A group of scientists supported in part by NIH’s National Institute of Environmental Health Sciences studied 3,035 children in grades four, seven and ten in twelve communities around Los Angeles, California. They looked at the children’s medical histories, where they lived, and how much time they spent outdoors. The children were tested annually for their lung function, a measure of how much air their lungs could exhale. Then these results were compared to air pollution data collected in the twelve communities. This study is still ongoing, and will last for a total of 10 years; the scientists eventually hope to see how exposure to air pollution during childhood affects lung function in adulthood.
Over the four years covered in this report, the lung function growth rate of children in the most polluted community was about 10 percent lower than that of children in the least polluted community.
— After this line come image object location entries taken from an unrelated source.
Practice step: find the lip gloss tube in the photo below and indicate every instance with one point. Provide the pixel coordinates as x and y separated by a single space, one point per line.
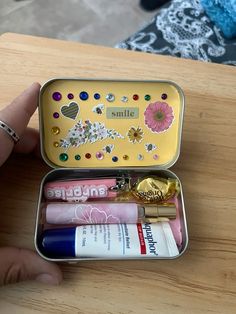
108 213
81 190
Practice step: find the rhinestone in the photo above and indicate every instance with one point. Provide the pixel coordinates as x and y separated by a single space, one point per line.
56 96
114 159
63 157
83 95
70 96
99 155
164 96
56 115
140 157
55 130
96 96
124 99
110 97
77 157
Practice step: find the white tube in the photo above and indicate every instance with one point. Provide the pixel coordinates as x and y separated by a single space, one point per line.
125 240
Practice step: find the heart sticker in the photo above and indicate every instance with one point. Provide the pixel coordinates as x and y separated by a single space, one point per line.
70 111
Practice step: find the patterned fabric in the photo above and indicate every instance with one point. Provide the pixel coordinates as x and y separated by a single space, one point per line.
182 29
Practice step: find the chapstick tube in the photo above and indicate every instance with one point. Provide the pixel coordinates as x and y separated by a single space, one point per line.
107 213
111 241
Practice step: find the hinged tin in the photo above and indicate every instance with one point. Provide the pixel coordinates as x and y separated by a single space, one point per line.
90 128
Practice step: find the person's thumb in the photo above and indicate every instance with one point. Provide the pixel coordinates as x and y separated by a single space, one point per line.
21 264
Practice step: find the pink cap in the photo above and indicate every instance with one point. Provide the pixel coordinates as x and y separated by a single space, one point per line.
80 190
91 213
175 223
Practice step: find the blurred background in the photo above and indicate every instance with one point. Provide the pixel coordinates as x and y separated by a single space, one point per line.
102 22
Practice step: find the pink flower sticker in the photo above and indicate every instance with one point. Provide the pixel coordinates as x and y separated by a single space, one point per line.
158 116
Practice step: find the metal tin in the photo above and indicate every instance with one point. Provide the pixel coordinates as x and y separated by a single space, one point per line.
68 127
62 174
63 114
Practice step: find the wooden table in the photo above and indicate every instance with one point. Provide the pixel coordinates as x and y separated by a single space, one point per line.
204 279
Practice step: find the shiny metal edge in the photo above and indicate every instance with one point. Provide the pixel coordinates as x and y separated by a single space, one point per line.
181 117
76 260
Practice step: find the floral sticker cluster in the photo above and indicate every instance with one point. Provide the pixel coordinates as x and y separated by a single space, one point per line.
88 132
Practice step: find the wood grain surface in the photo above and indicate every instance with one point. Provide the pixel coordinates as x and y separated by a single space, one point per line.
203 280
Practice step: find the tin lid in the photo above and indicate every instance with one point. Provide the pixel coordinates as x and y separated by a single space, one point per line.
87 123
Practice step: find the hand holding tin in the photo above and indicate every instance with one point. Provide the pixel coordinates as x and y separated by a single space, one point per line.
21 264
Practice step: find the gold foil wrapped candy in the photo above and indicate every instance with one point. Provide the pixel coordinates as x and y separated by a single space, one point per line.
155 189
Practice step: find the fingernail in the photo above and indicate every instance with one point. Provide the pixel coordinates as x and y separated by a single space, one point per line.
48 279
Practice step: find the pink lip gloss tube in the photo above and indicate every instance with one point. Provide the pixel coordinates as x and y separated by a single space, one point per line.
108 213
81 190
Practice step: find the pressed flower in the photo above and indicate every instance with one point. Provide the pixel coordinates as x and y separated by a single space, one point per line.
135 134
150 147
158 116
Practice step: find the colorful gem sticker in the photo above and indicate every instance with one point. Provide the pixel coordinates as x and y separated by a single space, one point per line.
96 96
99 155
110 97
55 130
135 135
56 115
150 147
63 157
83 95
70 111
164 96
114 158
88 132
158 116
98 109
70 96
125 157
124 98
140 157
57 96
108 148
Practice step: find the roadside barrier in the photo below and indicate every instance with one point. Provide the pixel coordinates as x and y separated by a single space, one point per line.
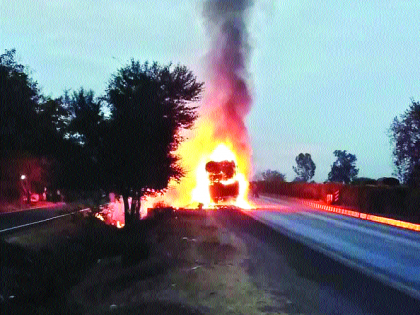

Adding to the evidence that the effect was caused by outdoor air pollution was the observation that the children who spent more time outdoors suffered the most harm. Ozone, an outdoor air pollutant already known to cause other lung problems, did not appear to be involved. Slower lung function growth was correlated with nitrogen dioxide, airborne microscopic particles, and acid vapor. These pollutants all come either directly or indirectly from the burning of fossil fuels, such as in a car engine or an industrial plant.
The researchers could not pin the blame on any single pollutant in the study. Indeed, there may be pollutants they didn’t measure that are also contributing to the effect. Whatever the culprits may be, Dr. W. James Gauderman, one of the authors of the study, argues, “Our results indicate that continued reduction of air pollution, through the efforts of both regulators and the public, will lead to improved health in our children.”